Posted by Chrystiano Angelo On quinta-feira, 22 de março de 2012 0 comentários
Inconstitucionalidade da vedação da liberdade provisória no crime de tráfico de drogas

Texto de :
Luiz Flávio Gomes



Como citar este artigo: GOMES, Luiz Flávio; RUDGE Elisa M. Inconstitucionalidade da vedação da liberdade provisória no crime de tráfico de drogas. Disponível em http://www.lfg.com.br. 09 de abril de 2009.

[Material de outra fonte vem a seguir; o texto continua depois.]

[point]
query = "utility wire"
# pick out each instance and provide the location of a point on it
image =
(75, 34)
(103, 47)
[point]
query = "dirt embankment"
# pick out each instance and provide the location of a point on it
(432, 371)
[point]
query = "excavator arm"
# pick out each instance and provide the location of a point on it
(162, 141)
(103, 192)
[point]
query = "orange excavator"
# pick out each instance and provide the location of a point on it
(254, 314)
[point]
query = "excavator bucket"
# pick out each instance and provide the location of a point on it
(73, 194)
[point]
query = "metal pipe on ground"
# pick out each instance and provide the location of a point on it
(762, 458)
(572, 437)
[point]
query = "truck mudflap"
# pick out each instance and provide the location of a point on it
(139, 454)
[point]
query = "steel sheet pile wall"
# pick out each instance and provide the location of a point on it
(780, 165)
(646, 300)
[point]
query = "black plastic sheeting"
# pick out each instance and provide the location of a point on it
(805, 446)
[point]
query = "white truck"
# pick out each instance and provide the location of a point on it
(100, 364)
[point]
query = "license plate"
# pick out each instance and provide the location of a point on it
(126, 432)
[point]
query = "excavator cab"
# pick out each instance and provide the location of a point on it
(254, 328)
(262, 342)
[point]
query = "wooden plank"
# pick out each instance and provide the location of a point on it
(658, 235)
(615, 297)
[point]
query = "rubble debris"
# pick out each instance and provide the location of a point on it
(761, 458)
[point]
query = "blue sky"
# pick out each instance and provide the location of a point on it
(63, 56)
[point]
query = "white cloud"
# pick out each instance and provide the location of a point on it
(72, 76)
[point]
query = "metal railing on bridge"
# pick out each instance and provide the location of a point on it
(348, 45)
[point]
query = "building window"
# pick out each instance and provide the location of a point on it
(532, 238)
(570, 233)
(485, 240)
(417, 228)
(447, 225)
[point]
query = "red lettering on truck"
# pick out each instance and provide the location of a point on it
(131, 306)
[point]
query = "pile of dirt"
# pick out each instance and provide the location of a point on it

Decisão monocrática do Min. Celso de Mello:"EMENTA: "HABEAS CORPUS". VEDAÇÃO LEGAL ABSOLUTA, EM CARÁTER APRIORÍSTICO, DA CONCESSÃO DE LIBERDADE PROVISÓRIA. LEI DE DROGAS (ART. 44). INCONSTITUCIONALIDADE. OFENSA AOS POSTULADOS CONSTITUCIONAIS DA PRESUNÇÃO DE INOCÊNCIA, DO "DUE PROCESS OF LAW", DA DIGNIDADE DA PESSOA HUMANA E DA PROPORCIONALIDADE. O SIGNIFICADO DO PRINCÍPIO DA PROPORCIONALIDADE, VISTO SOB A PERSPECTIVA DA "PROIBIÇÃO DO EXCESSO": FATOR DE CONTENÇÃO E CONFORMAÇÃO DA PRÓPRIA ATIVIDADE NORMATIVA DO ESTADO. PRECEDENTE DO SUPREMO TRIBUNAL FEDERAL: ADI 3.112/DF (ESTATUTO DO DESARMAMENTO, ART. 21). CARÁTER EXTRAORDINÁRIO DA PRIVAÇÃO CAUTELAR DA LIBERDADE INDIVIDUAL. NÃO SE DECRETA PRISÃO CAUTELAR, SEM QUE HAJA REAL NECESSIDADE DE SUA EFETIVAÇÃO, SOB PENA DE OFENSA AO "STATUS LIBERTATIS" DAQUELE QUE A SOFRE. EVASÃO DO DISTRITO DA CULPA: FATOR QUE, POR SI SÓ, NÃO AUTORIZA A PRISÃO PREVENTIVA. IRRELEVÂNCIA, PARA EFEITO DE CONTROLE DA LEGALIDADE DO DECRETO DE PRISÃO CAUTELAR, DE EVENTUAL REFORÇO DE ARGUMENTAÇÃO ACRESCIDO POR TRIBUNAIS DE JURISDIÇÃO SUPERIOR. PRECEDENTES. MEDIDA CAUTELAR DEFERIDA. (STF - HC 96715-MC/SP - RELATOR: MIN. CELSO DE MELLO. DJE de 3.2.2009)
Comentários: a Lei 11.343/06 (Lei de Drogas), em seu artigo 44, proibiu a concessão de fiança e liberdade provisória nos crimes de tráfico. Diz o artigo 44:
"Art. 44. Os crimes previstos nos arts. 33, caput e § 1o, e 34 a 37 desta Lei são inafiançáveis e insuscetíveis de sursis, graça, indulto, anistia e liberdade provisória, vedada a conversão de suas penas em restritivas de direitos."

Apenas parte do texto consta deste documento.